High-throughput, SNP-based mapping of PTSs cloned from mouse hematopoietic tumors. PCR primer pairs were generated for 240 noninformative PTSs (12) and used to amplify 250- to 350-bp fragments from C57BL/6J and M. spretus genomic DNA (10). Proviral DNA is shown in red, and the locations of amplification primers in the flanking cellular DNA are shown by half-arrows. Amplification reaction mixtures contained 4 ng of mouse DNA, 1 μg of forward and reverse primers, 2 U of Platinum Taq polymerase (Gibco BRL), and the buffer supplied by the manufacturer. To improve the specificity of the PCR, we used a touchdown PCR program for the first 12 cycles. The annealing temperature was decreased by 1°C from 65 to 60°C after every two cycles. This was followed by 25 cycles of 94°C for 20 s, 56°C for 20 s, and 68°C for 1 min and a final extension of 68°C for 5 min on a GeneAmp PCR System 9700 (PE Applied Biosystems). The amplification products were then sequenced to identify SNPs or insertion-deletion polymorphisms. PCR products were pretreated to remove excess primers and deoxynucleoside triphosphates before they were sequenced. Each sample was incubated with 1 U of shrimp alkaline phosphatase (Amersham)/μl and 10 U of exonuclease (Amersham)/μl at 37°C for 5 min, followed by 72°C for 15 min to denature the enzyme. The amplification products were sequenced with the ABI PRISM BigDye Terminator Cycle Sequencing kit (PE Applied Biosystems) with the forward primer. Sequence files were analyzed with PolyPhred (Washington University) for simple SNPs or with MultiALN for polymorphisms involving insertions and deletions.
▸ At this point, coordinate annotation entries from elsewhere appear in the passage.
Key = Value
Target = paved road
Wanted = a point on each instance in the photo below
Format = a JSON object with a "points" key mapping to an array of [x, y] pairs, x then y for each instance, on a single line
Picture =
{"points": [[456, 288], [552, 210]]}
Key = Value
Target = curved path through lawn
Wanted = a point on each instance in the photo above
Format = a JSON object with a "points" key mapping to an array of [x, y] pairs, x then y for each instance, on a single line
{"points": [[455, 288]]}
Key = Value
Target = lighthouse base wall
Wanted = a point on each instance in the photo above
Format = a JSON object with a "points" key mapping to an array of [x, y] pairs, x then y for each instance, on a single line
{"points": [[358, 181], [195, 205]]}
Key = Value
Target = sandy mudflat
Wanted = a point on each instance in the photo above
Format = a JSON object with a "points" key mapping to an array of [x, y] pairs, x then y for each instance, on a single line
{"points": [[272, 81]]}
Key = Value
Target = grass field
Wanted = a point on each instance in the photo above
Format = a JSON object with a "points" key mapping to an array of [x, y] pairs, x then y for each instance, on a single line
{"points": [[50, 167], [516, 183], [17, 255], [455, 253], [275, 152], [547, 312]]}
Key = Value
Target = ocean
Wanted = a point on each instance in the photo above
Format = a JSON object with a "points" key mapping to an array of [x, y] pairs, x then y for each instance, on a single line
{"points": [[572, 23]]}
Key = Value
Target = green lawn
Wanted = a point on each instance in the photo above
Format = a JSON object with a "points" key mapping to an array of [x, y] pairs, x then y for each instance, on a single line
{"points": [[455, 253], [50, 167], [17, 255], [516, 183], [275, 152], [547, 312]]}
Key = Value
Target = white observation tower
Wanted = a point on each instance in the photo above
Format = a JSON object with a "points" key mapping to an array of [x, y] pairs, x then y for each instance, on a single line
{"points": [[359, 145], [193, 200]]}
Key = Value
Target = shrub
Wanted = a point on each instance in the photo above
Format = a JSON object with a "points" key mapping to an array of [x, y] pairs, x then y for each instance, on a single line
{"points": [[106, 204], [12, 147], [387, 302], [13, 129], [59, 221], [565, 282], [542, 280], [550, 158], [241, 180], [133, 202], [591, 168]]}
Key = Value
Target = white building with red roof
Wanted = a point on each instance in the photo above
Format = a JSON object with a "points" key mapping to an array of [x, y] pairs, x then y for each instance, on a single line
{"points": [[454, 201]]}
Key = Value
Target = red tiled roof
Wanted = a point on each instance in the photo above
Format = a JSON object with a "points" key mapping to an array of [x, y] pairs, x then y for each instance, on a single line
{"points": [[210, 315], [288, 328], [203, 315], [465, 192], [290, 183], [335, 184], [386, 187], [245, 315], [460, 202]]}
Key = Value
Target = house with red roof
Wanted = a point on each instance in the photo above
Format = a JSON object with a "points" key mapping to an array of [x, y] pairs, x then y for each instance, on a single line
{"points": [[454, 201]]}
Polymorphic primer pairs were then used to amplify 93 DNAs from the Frederick IBMP along with C57BL/6J and M. spretus control DNA. The 205 Frederick IBMP progeny were generated by mating (C57BL/6J × M. spretus)F1 females and C57BL/6J males as previously described (4). By monitoring the inheritance of these polymorphisms in the backcross DNAs, it was possible to accurately position each PTS on the Frederick IBMP.

TABLE 1.

SNP frequency in C57BL/6J (BL/6) and M. spretus DNAs

Primer pair analysis
    Total PTS primer pairs 240
    PCR products
        Producing both types 185
        BL/6 only 19
        M. spretus only 5
        None 31
Sequence analysis
    Total bases sequenced 35,960
    Point mutations
        No. 311
        Frequency 1/116
    Insertions-deletions
        No. 46
        Frequency 1/782
    Frequency of all polymorphisms 1/101
Polymorphic primer pairs 148
Nonpolymorphic primer pairs 37

Among the 145 polymorphic amplification products, 131 could be mapped on the Frederick IBMP (Table 2). The other 14 primer pairs preferentially amplified the C57BL/6J allele, apparently due to primer competition (data not shown). C57BL/6J and the leukemic strains BXH2 and AKXD are highly related to one another but only distantly related to M. spretus (1). Therefore, primer pairs generated from BXH2 and AKXD genomic sequence will often have mismatches with respect to M. spretus, but not C57BL/6J, genomic DNA (Table 1). These mismatches are not a problem when C57BL/6J DNA is amplified but become a problem when backcross DNA carrying both C57BL/6J and M. spretus alleles is amplified. Interestingly, 22 of the 131 PTSs mapped to known common sites that had already been localized on the panel (Table 2). Another 18 PTSs appeared to be located at novel CISs, defined as two or more noninformative PTSs that mapped together on the panel but which did not cosegregate with a known CIS or, more frequently, a noninformative PTS that cosegregated with a PTS that had already been mapped on the panel in previous experiments by Southern analysis but which had not yet been localized to a CIS (Table 2).

TABLE 2.

CISs defined by genetic and physical mapping

Total PTSs mapped 131
Total mapped to CISs 40
    Mapped to known CISs 22
    Mapped to new CISs 18
Total confirmed by BAC analysis 22
    Mapped to known CISs 9 (5)a
    Mapped to new CISs 13 (8)a
a

Numbers in parentheses are the numbers of CISs to which the PTSs confirmed by BAC analysis localized.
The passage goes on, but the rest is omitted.